Jonathan Lethem’s Girl In Landscape is about the child perceiving John Wayne’s sexual authority and figuring out what to do about it. The child is a thirteen-year-old immigrant from Earth, relocated with her father and younger brothers to a rickety frontier settlement on the Planet of the Archbuilders. Her dad is an earnest liberal, keen on reaching out to the planet’s natives, the remnants of a once-mighty race who now dwell in idleness among the ruins of their civilisation.
John Wayne appears in the character of the first settler in the valley, who has a far more ambivalent relationship to the natives. He is the only one who speaks their language, understands their customs, even participates in their rituals. But he has contempt for them, and he fears being corrupted by them. He is
tormented and tormenting. His fury is righteous and ugly – resentment worn as a fetish. It isolates him in every scene. It isolates him from you, watching, even as his charisma wrenches you closer, into an alliance, a response that’s almost sexual.
That’s Lethem writing (in his 2005 essay collection The Disappointment Artist) about John Wayne’s character in The Searchers, which he has acknowledged as the inspiration for his novel.
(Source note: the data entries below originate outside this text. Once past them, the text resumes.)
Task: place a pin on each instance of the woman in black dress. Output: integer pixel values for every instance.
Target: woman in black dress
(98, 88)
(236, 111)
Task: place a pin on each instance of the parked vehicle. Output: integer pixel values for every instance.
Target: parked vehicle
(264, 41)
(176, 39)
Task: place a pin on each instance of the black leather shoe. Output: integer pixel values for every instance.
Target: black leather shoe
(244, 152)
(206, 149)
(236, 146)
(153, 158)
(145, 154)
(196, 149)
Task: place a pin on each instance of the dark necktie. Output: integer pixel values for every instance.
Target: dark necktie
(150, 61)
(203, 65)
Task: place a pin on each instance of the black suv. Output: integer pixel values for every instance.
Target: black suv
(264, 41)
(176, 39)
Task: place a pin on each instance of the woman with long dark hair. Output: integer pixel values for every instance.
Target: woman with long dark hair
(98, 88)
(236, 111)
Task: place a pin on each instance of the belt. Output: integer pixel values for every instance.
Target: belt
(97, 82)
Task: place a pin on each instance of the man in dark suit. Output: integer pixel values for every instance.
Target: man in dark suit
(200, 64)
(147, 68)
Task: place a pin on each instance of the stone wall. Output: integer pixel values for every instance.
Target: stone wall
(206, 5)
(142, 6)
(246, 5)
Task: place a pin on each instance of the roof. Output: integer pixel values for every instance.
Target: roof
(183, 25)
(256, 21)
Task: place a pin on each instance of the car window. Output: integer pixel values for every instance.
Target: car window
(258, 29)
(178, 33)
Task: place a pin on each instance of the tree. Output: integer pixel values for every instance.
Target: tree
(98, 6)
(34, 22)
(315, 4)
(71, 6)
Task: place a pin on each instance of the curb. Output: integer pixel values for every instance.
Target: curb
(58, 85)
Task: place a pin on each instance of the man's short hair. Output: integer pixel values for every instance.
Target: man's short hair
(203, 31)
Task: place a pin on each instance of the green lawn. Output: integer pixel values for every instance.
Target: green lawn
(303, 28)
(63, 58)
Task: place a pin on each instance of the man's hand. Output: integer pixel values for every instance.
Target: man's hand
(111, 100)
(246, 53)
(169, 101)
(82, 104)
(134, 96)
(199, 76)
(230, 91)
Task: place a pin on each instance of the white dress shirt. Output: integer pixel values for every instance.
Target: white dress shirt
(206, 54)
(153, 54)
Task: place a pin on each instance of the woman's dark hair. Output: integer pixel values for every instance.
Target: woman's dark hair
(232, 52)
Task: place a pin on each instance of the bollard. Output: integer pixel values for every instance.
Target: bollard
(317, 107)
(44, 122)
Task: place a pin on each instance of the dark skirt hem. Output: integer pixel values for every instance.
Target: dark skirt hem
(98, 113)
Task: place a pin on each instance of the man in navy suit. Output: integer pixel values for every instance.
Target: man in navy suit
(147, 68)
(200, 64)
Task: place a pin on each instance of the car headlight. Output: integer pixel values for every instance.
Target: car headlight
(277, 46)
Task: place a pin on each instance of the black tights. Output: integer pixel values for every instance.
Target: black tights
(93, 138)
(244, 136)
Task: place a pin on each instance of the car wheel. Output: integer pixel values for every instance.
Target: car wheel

Girl In Landscape is the The Searchers inverted, told from the point-of-view of the young girl rather than the cowboy antihero. But Lethem has softened and decomplicated the story for the comfort of modern readers. His natives are benign, meditative pacifists, rather than the murderous Comanches of the original, making the settlers’ terror of their sexuality seem paranoid and ludicrous.
Eventually, the young girl stands up to the cowboy, and although her motives are laudable, her methods are extremely dicey. In the final chapter we see the beginnings of a friendlier, stabler, more matriarchal society – the antagonistic male forces have been banished, at least temporarily, and order reigns. It’s a satisfying conclusion for modern readers, because we’re not really comfortable having John Wayne around – not the women, who (despite their lingering girlish ideals of maleness) aren’t eager to be tossed over his shoulder and carried off like chattel; not the other men who find themselves feeling shrunken and irrelevant in his presence. But of course, it’s convenient to banish John Wayne, when there are no Comanches around.